Sunday, September 11, 2011

Do Not Think...

Please do not think I have forgotten, because there are days when it's all I can think about.

There are days when I can recall every moment of that morning as though it happened yesterday.

We were in our frenzied morning routine, getting ready for work and school. The television was on, but the station was all cartoons, no news. There was no indication that anything had changed, no indication that the world was reeling.

That year, I was working with a team, going from school to school, checking vision and hearing of all the students in the district. I arrived at work just as a student came into the office and asked the secretary if school was still being held. She gave me a puzzled look and I shrugged. "Of course," she said.

The boy nodded and dashed out to tell his mother she could leave. I asked what it was all about and the secretary shook her head. I went back to where the rest of the screening team was and one of them asked where Joyce was.
"She's at the airport, but stuck in traffic. She thought they'd be back by now, but her friends can't leave, you know."
"Why?" I asked.
"Because of the planes... Haven't you heard?"
I thought it was one of those internet hoaxes that got everybody all crazy and panicked over nothing. Like those emails begging for cards to be sent to the dying boy...

Then someone brought in a television and I called home, instructing my daughter that she was not to go to work at the mall that day. I wanted to gather my children and hide at home. Until I learned the Pentagon had been hit, then I almost lost my shit. My sister-in-law worked there.
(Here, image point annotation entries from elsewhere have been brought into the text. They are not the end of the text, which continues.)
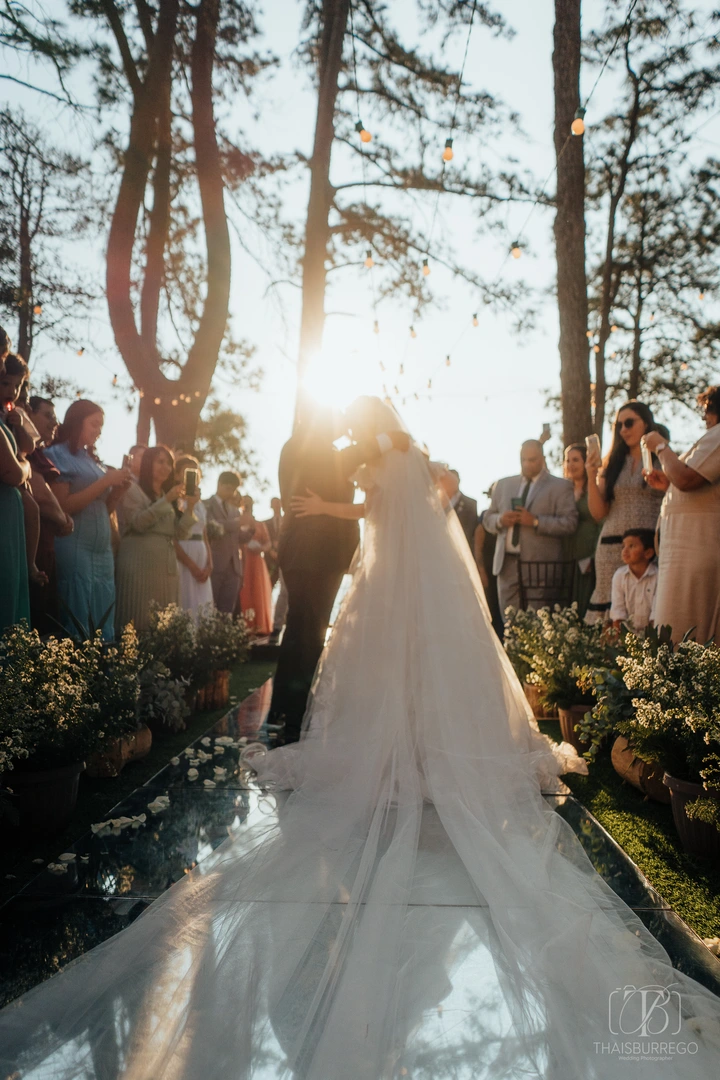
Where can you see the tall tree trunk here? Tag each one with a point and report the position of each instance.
(608, 291)
(335, 25)
(570, 227)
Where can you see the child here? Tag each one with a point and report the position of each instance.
(634, 584)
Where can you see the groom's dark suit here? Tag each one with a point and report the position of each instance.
(313, 554)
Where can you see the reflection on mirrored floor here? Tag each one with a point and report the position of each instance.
(459, 1012)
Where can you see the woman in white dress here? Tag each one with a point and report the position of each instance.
(415, 907)
(194, 555)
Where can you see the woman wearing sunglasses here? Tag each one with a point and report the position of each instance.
(619, 496)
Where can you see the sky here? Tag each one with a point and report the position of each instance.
(492, 395)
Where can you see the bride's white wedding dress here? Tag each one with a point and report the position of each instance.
(416, 909)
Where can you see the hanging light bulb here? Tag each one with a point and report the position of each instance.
(363, 132)
(578, 125)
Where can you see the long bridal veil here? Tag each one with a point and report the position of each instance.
(415, 865)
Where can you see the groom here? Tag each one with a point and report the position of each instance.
(314, 553)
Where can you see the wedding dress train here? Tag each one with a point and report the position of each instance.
(413, 866)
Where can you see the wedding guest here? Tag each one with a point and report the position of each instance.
(689, 582)
(530, 513)
(14, 597)
(580, 547)
(484, 550)
(619, 496)
(634, 584)
(135, 459)
(236, 529)
(256, 592)
(89, 493)
(147, 564)
(463, 505)
(44, 608)
(273, 525)
(193, 555)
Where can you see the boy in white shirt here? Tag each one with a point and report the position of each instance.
(634, 584)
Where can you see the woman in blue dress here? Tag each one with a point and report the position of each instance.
(87, 491)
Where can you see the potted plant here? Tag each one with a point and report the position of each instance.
(112, 683)
(676, 721)
(162, 702)
(566, 644)
(522, 636)
(43, 694)
(220, 643)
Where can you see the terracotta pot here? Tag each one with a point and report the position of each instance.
(45, 799)
(539, 711)
(647, 778)
(568, 719)
(696, 837)
(130, 748)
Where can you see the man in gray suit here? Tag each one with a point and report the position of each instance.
(530, 514)
(223, 508)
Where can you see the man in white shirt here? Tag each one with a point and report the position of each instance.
(634, 584)
(530, 514)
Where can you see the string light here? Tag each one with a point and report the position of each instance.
(363, 132)
(578, 125)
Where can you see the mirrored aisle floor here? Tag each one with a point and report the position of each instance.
(117, 873)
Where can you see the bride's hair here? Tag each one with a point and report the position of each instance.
(372, 416)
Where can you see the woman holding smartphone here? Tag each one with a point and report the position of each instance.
(193, 555)
(619, 497)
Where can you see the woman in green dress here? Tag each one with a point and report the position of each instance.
(580, 547)
(149, 525)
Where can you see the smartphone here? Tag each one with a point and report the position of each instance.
(593, 444)
(647, 457)
(190, 481)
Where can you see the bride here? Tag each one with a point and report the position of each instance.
(415, 907)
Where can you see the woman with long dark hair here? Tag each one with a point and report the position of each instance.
(619, 496)
(580, 547)
(149, 526)
(89, 493)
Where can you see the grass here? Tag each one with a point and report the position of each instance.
(97, 796)
(644, 829)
I was on the phone to my husband, but he had already heard from his folks. His sister was fine.

She was fine. She was fine. She was fine.
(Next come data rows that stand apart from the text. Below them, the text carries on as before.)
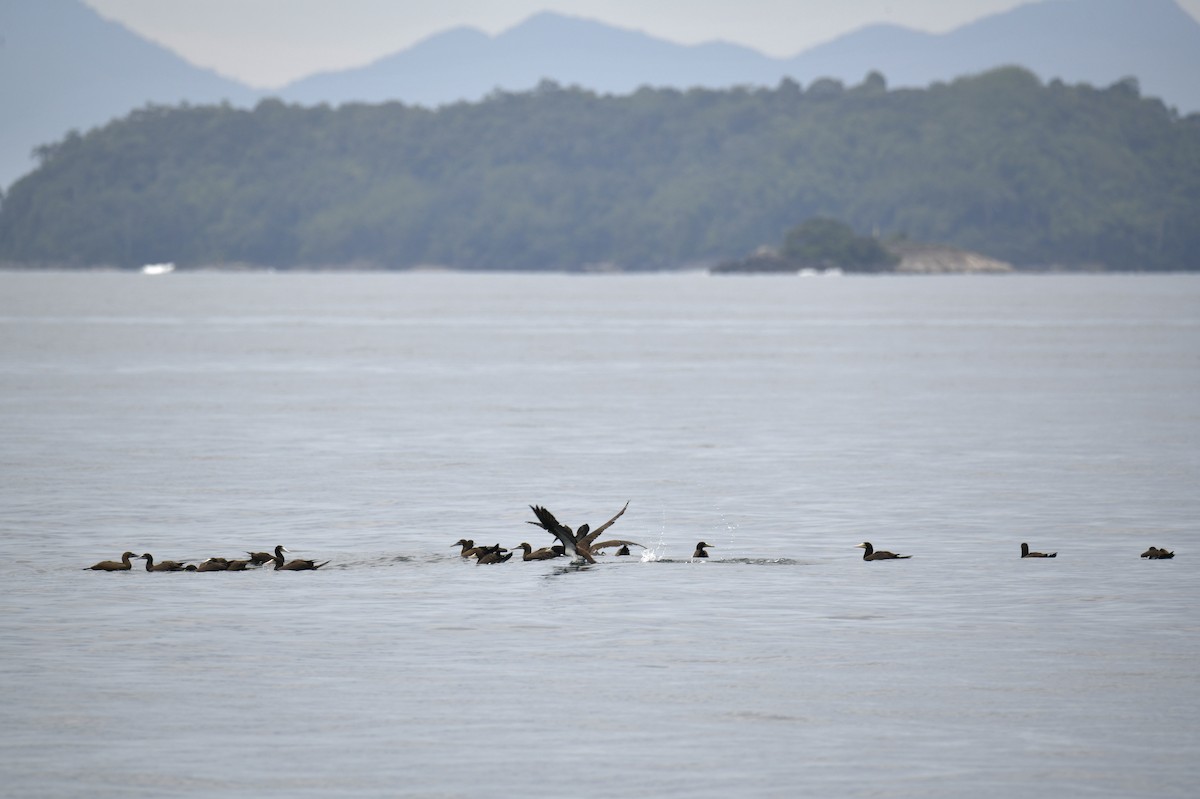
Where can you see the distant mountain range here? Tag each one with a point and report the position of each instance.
(63, 66)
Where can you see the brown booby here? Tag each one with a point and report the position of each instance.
(869, 553)
(575, 545)
(468, 547)
(259, 558)
(294, 565)
(162, 565)
(114, 565)
(545, 553)
(495, 553)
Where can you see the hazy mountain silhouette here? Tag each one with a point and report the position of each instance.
(63, 66)
(466, 64)
(1078, 41)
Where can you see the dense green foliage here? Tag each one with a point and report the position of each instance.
(565, 179)
(828, 242)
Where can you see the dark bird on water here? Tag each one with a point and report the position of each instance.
(597, 548)
(293, 565)
(495, 553)
(869, 553)
(575, 545)
(259, 558)
(468, 547)
(545, 553)
(114, 565)
(162, 565)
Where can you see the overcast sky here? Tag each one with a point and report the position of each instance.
(268, 43)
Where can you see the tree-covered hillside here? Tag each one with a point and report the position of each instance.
(565, 179)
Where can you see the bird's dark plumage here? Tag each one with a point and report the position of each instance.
(162, 565)
(114, 565)
(869, 553)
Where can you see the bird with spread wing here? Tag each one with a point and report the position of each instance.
(577, 545)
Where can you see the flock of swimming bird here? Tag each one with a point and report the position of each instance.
(581, 546)
(255, 560)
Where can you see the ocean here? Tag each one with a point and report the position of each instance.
(371, 420)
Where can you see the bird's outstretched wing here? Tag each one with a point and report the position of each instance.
(547, 522)
(594, 534)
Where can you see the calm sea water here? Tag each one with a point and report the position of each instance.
(371, 420)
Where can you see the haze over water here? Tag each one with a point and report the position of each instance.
(371, 420)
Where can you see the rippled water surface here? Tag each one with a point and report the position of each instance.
(371, 420)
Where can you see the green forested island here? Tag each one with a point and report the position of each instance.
(559, 178)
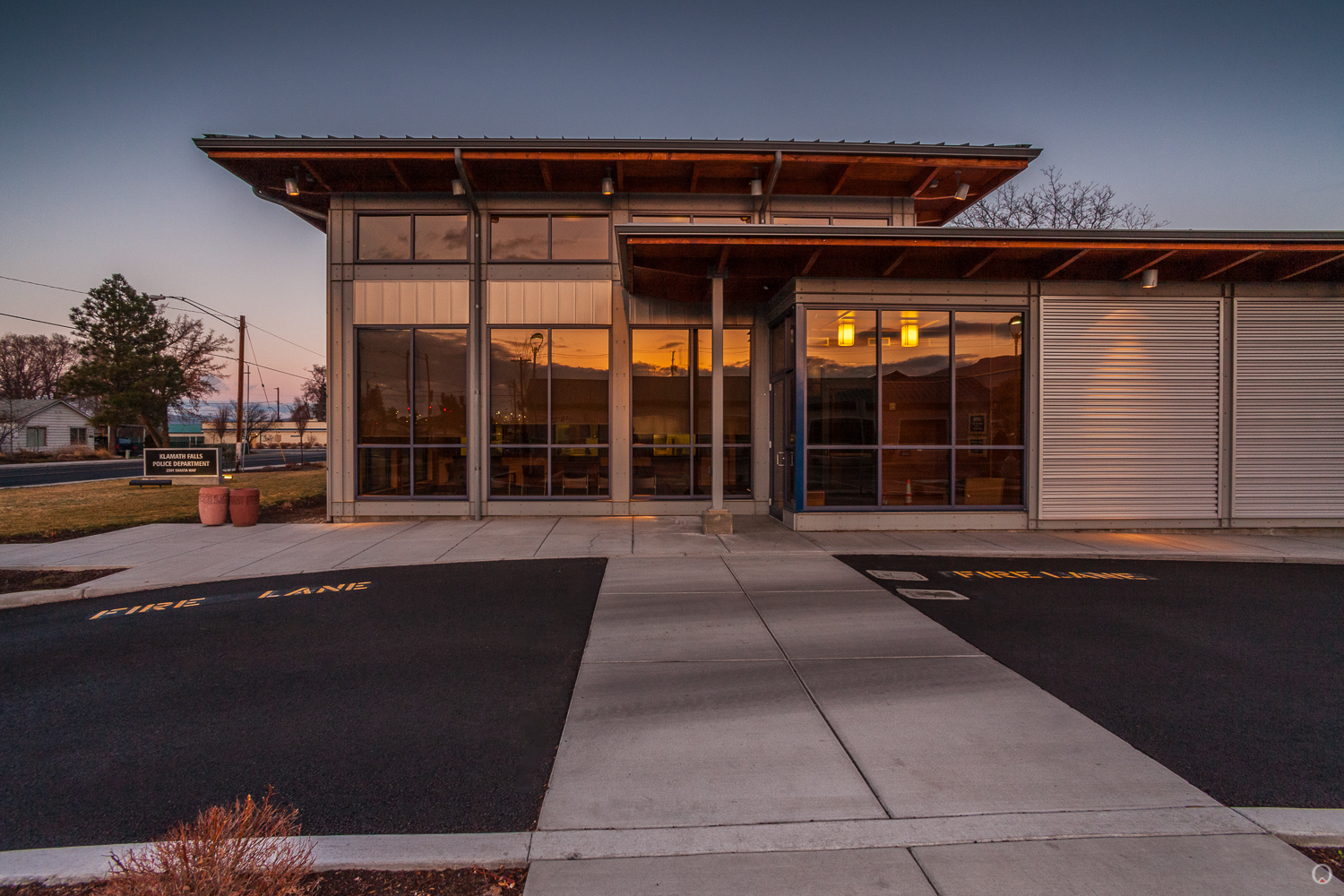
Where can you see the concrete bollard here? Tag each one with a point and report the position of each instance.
(212, 504)
(244, 505)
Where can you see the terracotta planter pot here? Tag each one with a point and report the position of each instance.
(214, 505)
(244, 505)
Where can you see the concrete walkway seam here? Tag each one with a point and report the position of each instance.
(427, 852)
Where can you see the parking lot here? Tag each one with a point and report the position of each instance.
(1228, 673)
(422, 699)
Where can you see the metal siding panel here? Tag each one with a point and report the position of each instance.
(1289, 418)
(1129, 409)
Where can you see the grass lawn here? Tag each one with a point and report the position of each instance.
(56, 512)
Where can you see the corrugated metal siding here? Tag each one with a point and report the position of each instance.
(1289, 416)
(1129, 409)
(548, 301)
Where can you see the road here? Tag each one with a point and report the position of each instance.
(1231, 675)
(422, 699)
(83, 470)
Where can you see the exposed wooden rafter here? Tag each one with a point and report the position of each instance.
(1303, 271)
(1225, 268)
(316, 177)
(1072, 260)
(980, 263)
(1147, 265)
(812, 261)
(844, 175)
(895, 263)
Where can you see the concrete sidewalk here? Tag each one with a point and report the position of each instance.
(780, 724)
(180, 554)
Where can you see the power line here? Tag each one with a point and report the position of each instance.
(32, 282)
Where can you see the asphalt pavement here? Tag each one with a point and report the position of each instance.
(13, 474)
(421, 699)
(1231, 675)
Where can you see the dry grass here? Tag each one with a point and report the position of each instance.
(249, 849)
(56, 512)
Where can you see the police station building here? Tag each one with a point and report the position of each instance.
(668, 327)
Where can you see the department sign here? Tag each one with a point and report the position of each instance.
(182, 461)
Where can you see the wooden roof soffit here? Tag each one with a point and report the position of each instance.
(1147, 265)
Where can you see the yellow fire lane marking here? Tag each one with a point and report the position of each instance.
(196, 602)
(1023, 573)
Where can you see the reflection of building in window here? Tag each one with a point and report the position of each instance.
(935, 441)
(671, 406)
(548, 413)
(411, 413)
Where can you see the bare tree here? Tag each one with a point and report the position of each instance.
(314, 392)
(258, 419)
(32, 366)
(300, 413)
(1059, 206)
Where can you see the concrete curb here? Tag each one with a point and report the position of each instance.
(1300, 826)
(424, 852)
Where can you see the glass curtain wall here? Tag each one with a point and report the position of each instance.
(940, 426)
(411, 413)
(671, 378)
(548, 413)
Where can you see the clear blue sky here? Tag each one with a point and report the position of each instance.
(1222, 116)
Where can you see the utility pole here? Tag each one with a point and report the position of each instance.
(238, 424)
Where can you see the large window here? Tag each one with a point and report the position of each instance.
(671, 375)
(550, 237)
(402, 238)
(413, 413)
(550, 426)
(914, 409)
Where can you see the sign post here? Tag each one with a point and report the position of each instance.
(194, 461)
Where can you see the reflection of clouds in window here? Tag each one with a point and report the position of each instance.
(919, 366)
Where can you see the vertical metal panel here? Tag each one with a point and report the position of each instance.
(1289, 413)
(1129, 409)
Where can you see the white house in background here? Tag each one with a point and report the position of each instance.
(42, 425)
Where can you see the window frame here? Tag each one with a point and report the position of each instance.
(411, 445)
(953, 447)
(548, 445)
(550, 238)
(413, 215)
(693, 446)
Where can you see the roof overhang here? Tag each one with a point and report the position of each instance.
(675, 263)
(699, 167)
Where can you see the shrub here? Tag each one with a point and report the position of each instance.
(249, 849)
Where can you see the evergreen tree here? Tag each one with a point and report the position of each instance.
(124, 360)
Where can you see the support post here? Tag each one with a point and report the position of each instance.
(717, 519)
(238, 424)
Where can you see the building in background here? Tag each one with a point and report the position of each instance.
(42, 425)
(652, 327)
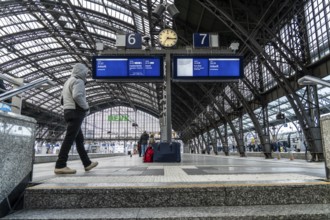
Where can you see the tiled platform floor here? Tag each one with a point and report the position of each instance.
(193, 169)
Days later, as we left another school, the no-fly rule had been lifted. As we stood outside, we heard a strange noise, and as one, we looked up to see a small plane coming directly toward the school. We stood in silence, waiting to see what would happen next. When it passed overhead, we all breathed a sigh of relief and someone said, "It's hard to not look at anything and not see a potential weapon."

I will never forget, just like my parents will never forget Pearl Harbor. I will honor those who died with a moment of silence and respect, and I will honor those who continue, by living life and sharing love.

And being very, very thankful.

1 comment:

  1. Me too, Karen. On the other side of the world we still feel it. We have all been changed by it. Your post really moved me.